In terms of their mathematical definitions, convolution and correlation are closely related.
Given deterministic signals x[n], h[n], and y[n], convolution is
defined by Equation 3.1
and cross-correlation as in
Problem 5.5. (Note that the sum in
Equation 3.1 could
just as well have been written with n as the dummy variable to produce y[k].)
In this laboratory exercise we will review your understanding of the difference between
convolution and correlation.
Easy: Each time you press the Generate two signals
button, a real signal x1[n] of random length L will be
generated. This signal and its time-reversed version
x2[n] = x1[L - n] will then be used to compute
a convolution and a cross-correlation. The two signals, x1[n] and
x2[n] will be displayed in the top row. The two results will be
displayed in the bottom row. Each time you repeat the experiment you will generate an
x1[n] with a new random length.
Which of the two signals displayed in the bottom row is the convolution and
which is the cross-correlation?
To what extent does your confidence in your answer depend upon the random choice
of L?
The horizontal time axis units are not displayed in the convolution and
correlation results. Why would displaying them make the problem trivial?
Demanding: In the experiment above, we always used the same form for
x1[n] and changed only its length. Now we will randomly choose both
x1[n] from a family of signals as well as its length. Thus each time you press the
Generate two signals button, a real signal
x1[n] will be chosen at random with a random length L.
This signal and its time-reversed version x2[n] =
x1[L - n] will then be used to compute a convolution and a
cross-correlation.
Which of the two signals displayed in the bottom row is the convolution and which
is the cross-correlation?
To what extent does your confidence in your answer depend upon the random choice
of the signal and the random choice of L?
Very Demanding: In this next experiment, we will use two signals, x1[n]

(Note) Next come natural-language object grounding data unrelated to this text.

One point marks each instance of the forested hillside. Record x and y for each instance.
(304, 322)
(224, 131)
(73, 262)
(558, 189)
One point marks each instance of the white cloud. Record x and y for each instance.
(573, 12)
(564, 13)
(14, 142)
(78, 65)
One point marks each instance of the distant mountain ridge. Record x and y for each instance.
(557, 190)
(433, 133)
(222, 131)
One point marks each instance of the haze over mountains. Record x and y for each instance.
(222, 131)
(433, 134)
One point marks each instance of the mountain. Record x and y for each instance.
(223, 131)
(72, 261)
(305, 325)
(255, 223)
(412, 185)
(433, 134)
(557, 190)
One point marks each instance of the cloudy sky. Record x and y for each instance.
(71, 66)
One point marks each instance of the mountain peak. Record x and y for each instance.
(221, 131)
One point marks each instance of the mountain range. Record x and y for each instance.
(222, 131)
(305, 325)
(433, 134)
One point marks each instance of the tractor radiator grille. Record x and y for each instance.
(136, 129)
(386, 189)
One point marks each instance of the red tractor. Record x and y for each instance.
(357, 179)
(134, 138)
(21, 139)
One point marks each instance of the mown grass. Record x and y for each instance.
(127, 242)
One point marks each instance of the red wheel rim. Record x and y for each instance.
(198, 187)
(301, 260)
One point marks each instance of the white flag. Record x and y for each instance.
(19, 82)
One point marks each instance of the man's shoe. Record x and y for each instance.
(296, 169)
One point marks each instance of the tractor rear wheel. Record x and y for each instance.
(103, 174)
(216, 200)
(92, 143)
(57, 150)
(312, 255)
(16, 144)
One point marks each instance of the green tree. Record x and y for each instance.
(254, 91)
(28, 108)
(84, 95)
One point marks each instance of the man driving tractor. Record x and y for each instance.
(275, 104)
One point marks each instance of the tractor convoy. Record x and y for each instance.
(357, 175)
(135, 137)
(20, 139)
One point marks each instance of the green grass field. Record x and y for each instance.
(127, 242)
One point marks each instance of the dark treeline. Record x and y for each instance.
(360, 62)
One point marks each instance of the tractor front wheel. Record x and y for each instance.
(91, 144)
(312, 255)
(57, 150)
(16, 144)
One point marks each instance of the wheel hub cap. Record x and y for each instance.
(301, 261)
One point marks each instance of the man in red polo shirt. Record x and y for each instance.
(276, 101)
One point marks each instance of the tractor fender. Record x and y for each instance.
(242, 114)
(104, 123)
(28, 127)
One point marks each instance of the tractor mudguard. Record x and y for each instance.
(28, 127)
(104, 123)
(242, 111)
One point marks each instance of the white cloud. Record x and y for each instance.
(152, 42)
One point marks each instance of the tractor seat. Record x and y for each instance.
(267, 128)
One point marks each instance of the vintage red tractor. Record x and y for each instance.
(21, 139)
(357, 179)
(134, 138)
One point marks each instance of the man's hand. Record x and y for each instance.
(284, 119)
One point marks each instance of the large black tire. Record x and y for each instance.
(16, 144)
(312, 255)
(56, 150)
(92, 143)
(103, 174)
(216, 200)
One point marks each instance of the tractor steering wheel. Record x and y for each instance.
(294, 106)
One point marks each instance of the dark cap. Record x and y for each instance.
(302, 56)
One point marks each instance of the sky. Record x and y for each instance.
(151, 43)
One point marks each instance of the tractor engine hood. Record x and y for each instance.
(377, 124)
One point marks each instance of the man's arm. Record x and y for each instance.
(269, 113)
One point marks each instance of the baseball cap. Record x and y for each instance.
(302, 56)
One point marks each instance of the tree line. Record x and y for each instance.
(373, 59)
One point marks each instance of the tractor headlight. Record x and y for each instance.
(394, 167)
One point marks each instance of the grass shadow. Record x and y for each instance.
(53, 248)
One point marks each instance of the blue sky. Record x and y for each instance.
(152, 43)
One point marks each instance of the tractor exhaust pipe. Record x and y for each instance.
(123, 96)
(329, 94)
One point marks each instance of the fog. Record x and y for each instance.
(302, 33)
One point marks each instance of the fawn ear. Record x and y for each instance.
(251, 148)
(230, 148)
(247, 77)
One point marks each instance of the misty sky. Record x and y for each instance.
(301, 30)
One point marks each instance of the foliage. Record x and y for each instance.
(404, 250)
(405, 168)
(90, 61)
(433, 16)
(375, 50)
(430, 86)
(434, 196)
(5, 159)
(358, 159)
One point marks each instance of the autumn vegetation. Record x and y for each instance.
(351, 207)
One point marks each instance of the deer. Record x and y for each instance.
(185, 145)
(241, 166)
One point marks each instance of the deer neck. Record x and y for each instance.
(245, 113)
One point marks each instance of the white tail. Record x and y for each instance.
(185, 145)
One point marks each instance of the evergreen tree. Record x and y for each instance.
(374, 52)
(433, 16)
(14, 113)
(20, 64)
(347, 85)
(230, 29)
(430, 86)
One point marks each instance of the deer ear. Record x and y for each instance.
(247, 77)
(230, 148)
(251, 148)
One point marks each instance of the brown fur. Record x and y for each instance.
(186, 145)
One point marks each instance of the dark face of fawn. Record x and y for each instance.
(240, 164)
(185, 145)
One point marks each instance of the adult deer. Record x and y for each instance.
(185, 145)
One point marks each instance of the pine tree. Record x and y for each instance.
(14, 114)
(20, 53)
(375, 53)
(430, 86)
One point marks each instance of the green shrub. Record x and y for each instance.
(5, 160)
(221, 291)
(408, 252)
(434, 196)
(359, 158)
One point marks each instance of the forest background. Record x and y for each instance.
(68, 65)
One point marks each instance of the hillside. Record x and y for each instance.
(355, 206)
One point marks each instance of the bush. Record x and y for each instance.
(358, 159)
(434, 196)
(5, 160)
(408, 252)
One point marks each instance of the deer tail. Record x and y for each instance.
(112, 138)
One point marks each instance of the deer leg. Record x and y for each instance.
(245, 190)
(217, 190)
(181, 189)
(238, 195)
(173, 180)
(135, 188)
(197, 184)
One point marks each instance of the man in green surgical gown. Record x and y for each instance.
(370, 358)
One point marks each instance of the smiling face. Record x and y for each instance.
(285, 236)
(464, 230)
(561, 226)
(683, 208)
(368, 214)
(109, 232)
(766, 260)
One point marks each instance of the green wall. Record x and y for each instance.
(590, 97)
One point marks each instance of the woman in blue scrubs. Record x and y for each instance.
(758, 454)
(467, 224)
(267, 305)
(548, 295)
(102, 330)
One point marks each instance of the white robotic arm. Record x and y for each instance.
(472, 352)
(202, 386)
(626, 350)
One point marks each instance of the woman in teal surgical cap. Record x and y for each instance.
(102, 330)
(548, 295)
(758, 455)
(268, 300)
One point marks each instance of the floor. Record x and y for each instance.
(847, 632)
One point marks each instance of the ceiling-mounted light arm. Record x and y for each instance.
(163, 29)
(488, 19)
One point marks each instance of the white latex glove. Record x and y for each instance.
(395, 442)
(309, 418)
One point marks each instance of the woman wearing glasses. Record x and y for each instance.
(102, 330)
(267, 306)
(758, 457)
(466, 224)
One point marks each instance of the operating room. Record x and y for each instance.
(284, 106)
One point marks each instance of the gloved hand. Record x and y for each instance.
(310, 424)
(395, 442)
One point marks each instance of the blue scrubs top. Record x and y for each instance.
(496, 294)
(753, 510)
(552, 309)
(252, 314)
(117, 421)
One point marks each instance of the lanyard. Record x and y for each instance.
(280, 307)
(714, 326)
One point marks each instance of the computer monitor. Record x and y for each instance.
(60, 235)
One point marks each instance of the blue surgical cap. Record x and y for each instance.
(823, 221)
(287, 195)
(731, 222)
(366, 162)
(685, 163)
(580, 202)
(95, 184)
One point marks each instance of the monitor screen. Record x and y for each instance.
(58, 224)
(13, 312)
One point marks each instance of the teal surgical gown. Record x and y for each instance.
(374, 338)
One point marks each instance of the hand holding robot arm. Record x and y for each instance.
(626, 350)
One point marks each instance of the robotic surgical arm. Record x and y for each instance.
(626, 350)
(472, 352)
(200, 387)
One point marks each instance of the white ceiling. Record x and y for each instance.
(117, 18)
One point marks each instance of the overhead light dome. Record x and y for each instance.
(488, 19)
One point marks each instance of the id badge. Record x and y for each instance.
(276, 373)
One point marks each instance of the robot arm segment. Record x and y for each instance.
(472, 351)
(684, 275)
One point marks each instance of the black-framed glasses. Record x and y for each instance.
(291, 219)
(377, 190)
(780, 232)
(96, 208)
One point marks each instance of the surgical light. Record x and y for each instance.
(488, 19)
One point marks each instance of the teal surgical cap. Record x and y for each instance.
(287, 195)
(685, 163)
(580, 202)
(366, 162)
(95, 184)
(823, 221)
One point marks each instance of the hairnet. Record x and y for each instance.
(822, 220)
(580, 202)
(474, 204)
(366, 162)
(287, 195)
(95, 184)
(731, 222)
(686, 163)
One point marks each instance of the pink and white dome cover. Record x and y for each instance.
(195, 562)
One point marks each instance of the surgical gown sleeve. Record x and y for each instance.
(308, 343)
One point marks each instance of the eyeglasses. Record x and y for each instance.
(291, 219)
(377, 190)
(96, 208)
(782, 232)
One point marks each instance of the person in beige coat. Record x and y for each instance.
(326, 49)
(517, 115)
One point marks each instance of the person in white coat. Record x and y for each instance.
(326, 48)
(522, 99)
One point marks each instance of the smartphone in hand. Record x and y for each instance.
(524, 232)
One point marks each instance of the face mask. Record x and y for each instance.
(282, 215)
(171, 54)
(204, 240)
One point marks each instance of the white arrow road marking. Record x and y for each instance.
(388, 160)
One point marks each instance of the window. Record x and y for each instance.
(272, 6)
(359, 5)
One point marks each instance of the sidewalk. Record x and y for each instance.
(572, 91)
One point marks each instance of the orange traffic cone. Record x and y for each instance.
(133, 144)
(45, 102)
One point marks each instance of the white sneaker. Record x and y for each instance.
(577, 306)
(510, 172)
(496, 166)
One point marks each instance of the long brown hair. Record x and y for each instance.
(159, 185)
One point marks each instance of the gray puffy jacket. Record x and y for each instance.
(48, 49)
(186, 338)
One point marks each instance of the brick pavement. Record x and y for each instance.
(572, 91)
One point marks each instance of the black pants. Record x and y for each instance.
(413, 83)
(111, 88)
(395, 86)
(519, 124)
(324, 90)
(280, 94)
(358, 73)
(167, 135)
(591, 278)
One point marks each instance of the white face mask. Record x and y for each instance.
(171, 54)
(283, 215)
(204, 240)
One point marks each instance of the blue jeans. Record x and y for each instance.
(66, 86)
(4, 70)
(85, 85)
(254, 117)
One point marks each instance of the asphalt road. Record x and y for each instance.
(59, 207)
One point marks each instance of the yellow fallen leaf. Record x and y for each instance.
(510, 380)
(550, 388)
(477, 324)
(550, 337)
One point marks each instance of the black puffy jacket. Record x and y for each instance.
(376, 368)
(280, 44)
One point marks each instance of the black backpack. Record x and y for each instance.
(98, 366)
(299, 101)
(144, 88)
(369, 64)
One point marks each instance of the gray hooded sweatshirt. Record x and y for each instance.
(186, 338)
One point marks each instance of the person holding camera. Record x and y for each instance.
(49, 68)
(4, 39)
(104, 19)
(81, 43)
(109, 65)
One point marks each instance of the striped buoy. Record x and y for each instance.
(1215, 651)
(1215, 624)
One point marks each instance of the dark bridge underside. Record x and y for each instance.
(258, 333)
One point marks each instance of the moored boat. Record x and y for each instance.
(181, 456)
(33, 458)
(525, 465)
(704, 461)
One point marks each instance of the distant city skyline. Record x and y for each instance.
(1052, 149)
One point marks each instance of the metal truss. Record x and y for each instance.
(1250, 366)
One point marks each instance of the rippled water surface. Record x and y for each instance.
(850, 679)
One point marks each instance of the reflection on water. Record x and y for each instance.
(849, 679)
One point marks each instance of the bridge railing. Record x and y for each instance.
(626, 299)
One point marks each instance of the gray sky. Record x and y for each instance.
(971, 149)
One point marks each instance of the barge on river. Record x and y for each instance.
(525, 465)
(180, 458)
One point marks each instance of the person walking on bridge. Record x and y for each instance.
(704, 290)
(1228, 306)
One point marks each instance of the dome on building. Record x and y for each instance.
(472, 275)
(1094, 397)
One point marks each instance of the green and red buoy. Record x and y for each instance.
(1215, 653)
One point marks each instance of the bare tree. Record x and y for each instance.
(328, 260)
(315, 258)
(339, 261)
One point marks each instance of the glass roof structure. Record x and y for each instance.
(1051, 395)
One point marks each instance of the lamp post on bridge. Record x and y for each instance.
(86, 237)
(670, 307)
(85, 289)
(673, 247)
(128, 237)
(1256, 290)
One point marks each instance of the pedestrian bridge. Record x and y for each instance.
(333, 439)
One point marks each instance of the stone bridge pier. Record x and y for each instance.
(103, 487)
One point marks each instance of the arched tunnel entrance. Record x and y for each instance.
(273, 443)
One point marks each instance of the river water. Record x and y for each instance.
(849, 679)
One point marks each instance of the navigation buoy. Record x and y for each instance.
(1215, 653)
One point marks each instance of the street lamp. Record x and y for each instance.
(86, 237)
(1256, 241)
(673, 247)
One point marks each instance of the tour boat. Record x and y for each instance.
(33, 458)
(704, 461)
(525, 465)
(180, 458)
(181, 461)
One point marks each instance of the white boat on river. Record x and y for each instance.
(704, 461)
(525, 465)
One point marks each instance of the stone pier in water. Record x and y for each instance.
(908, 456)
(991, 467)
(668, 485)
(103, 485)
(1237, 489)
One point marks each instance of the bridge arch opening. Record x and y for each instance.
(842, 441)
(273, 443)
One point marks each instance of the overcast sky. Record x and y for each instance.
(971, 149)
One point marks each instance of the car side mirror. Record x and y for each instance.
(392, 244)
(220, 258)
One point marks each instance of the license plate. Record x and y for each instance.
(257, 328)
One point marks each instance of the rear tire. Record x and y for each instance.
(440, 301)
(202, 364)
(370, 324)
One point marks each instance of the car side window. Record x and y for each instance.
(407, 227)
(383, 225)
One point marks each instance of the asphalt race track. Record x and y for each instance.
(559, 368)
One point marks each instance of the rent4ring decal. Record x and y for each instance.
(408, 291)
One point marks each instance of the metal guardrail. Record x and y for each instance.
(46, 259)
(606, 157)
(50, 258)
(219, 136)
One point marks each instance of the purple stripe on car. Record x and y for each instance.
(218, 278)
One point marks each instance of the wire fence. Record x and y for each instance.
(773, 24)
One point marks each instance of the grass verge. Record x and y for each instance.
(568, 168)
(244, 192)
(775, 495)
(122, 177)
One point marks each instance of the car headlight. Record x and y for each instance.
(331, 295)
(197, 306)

and x2[n] each of which has been chosen at random from a family of
signals. Each signal has the same randomly chosen length L. Thus each time you press the
Generate two signals button, two real signals
x1[n] and x2[n] will be chosen at random, each
with the same random length L. These two signals will be used to compute a convolution
and a cross-correlation.
Which of the two signals displayed in the bottom row is the convolution and which
is the cross-correlation?
To what extent does your confidence in your answer depend upon the random choice
of the signal and the random choice of L?